Well just wanted to talk to yall for a minute. The woman I've been going with for the last 1.5 years has decided that she wants to break up. The reason being she is a Baptist and goes to church, while I'm an atheist she thought she could get me back in church but I have no desire to go to church and I'm not searching for god .
Just wanted to thank everyone for their thoughts and advice. It's very much appreciated.
What a convenient excuse to end a relationship that no longer works for her!
Women, sadly, often think they can change men, whether it is an alcohol or violence problem, or whether it is beliefs. It takes a long time for them to learn, often with sad consequences. The best thing for you to do is walk away and hope for better luck next time.
So what`s the problem? You've had a lucky escape. She's wasted your time, but onwards and upwards - don't waste any more on her.
Be grateful this came to light now. The push to convert is most likely only one thing she wants to change, and bring your age change is not likely to happen. I found a deist and we match up well. Will have been together 25 years next month without one push on my religious views.
You can't change crazy. On edit. That is why I am grateful for this place. I am not entirely certain I want to get into a relationship again. But I know, for a certainty, I do not want to even date a religious crazy. I was a trial member of another Atheist site but it was fairly expensive for the premium services, which was the only way you could really communicate.
Maybe she should have thought of that 1.5 years ago.
Kind of what I was thinking
Sorry, guy. But you can't change anyone, they can only change themselves, & even then, you can't force yourself or another to 'believe'. This was bound to be a problem, unfortunately. It sounds trite & flippant to say so, but, really, this is probably for the best. Now you are free to find someone that matches you better. Best of luck!
You will eventually find a woman who shares your same world views.
I can't see this working...UNLESS, this person is sitting on the fence about her religion! If she is steeped in that religion, she will be tormented by your atheism. She may 'work,' on you to change and you may never go in that direction and it will tear you apart, trying to love someone and accommodate some Idealogy...your own and the person you love! Over time, this is bound to tear you all apart! You must choose, but oil and water want mix and wishing it so...will never work!
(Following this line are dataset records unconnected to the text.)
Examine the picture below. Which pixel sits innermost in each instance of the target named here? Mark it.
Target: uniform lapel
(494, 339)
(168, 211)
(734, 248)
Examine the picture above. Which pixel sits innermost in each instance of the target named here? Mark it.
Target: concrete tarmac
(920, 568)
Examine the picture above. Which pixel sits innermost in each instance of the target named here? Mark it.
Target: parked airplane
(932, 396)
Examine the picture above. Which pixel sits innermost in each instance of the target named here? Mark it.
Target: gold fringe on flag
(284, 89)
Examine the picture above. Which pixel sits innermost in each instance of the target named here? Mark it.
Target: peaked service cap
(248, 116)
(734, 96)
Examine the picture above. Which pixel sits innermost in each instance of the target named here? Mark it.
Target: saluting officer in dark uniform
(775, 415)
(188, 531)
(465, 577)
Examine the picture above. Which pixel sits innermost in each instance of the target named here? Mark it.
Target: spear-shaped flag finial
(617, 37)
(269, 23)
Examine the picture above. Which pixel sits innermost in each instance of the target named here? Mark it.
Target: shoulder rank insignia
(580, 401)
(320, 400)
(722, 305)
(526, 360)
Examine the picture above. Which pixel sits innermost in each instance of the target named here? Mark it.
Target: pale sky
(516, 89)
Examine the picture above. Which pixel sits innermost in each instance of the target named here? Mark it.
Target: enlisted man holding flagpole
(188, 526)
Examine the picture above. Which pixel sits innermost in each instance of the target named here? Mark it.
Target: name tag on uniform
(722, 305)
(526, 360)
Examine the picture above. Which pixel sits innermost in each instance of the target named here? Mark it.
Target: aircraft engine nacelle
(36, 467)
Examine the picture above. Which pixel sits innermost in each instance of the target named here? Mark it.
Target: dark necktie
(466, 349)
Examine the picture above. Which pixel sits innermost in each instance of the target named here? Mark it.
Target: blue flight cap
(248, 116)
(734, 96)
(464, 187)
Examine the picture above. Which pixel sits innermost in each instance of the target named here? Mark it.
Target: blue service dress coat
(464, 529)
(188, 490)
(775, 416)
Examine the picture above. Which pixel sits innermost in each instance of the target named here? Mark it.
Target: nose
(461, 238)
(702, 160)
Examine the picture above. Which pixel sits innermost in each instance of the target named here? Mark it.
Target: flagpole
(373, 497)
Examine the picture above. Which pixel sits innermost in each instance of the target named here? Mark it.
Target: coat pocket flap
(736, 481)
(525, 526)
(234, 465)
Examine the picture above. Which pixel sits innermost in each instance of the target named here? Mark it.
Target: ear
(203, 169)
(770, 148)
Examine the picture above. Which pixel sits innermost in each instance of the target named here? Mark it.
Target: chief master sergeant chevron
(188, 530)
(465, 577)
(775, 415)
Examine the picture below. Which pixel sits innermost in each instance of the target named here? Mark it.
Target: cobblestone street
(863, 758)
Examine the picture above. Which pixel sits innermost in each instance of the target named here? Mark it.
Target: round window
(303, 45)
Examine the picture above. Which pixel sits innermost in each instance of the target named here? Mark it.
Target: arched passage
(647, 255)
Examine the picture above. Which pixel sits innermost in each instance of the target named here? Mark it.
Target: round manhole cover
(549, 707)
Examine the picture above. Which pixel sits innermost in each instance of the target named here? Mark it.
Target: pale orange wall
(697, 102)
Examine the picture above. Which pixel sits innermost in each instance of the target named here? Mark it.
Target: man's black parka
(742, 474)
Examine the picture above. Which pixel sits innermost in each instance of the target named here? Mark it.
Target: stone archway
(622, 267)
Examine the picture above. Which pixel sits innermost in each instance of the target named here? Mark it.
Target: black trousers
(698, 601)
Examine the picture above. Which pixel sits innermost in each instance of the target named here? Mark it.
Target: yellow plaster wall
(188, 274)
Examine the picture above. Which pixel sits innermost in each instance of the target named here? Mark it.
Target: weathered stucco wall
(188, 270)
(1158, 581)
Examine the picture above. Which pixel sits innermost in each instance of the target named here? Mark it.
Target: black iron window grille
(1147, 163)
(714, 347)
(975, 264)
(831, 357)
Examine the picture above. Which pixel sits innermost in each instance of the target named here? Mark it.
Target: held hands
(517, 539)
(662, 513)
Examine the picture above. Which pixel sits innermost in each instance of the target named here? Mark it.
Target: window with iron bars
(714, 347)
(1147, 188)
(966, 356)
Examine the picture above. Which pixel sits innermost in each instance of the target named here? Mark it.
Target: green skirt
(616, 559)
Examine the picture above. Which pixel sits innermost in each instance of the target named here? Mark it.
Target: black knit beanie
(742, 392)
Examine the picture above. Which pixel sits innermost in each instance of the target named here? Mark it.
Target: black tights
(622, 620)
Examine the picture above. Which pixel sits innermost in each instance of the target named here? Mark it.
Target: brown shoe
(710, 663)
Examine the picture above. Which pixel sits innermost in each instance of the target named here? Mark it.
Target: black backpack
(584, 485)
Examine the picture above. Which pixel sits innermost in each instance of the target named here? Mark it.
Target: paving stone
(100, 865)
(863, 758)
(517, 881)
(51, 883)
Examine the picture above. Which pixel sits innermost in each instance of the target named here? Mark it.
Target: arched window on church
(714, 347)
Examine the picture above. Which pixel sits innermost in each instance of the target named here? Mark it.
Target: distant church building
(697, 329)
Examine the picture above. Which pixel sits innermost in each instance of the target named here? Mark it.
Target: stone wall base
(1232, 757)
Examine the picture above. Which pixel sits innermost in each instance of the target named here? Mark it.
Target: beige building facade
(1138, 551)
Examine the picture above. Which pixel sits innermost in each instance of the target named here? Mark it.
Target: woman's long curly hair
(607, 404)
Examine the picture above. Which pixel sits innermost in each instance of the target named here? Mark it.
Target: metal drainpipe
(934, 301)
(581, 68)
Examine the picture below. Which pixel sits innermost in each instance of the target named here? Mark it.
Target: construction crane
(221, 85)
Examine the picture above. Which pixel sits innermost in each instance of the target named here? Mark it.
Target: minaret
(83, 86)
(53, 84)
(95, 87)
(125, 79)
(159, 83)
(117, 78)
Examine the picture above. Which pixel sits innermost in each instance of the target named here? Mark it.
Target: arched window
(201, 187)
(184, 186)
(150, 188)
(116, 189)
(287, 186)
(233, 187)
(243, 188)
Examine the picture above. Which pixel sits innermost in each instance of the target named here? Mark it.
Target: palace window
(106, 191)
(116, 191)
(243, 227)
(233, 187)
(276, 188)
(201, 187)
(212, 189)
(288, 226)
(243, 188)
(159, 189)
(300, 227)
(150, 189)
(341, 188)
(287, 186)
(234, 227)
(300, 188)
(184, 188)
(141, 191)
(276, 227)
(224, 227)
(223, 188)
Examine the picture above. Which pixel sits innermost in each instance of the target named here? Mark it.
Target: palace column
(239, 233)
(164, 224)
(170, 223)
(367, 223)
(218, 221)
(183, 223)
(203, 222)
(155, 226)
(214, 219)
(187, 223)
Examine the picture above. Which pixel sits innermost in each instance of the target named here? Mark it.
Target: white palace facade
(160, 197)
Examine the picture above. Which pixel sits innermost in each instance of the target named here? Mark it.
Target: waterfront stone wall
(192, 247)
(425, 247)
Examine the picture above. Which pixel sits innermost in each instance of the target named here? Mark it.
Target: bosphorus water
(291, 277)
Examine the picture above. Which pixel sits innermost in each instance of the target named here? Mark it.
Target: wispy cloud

I spent 6 years in a marriage to learn that fundamental differences rarely form a solid foundation for a relationship. It hurts to give up or lose something enjoyable and familiar, but I have to believe that we are opening ourselves to the opportunity for greater fulfillment and realization of our true selves in the future.
If it's a deal breaker for her she should've saved you the time. Sorry man.
Sorry about that, but good riddance, she obviously doesn't respect your non belief
I've dated Baptist s and they are relentless, brain washed, I think. I find not only the belief system incredible but also the attitude. I know I will not date one again.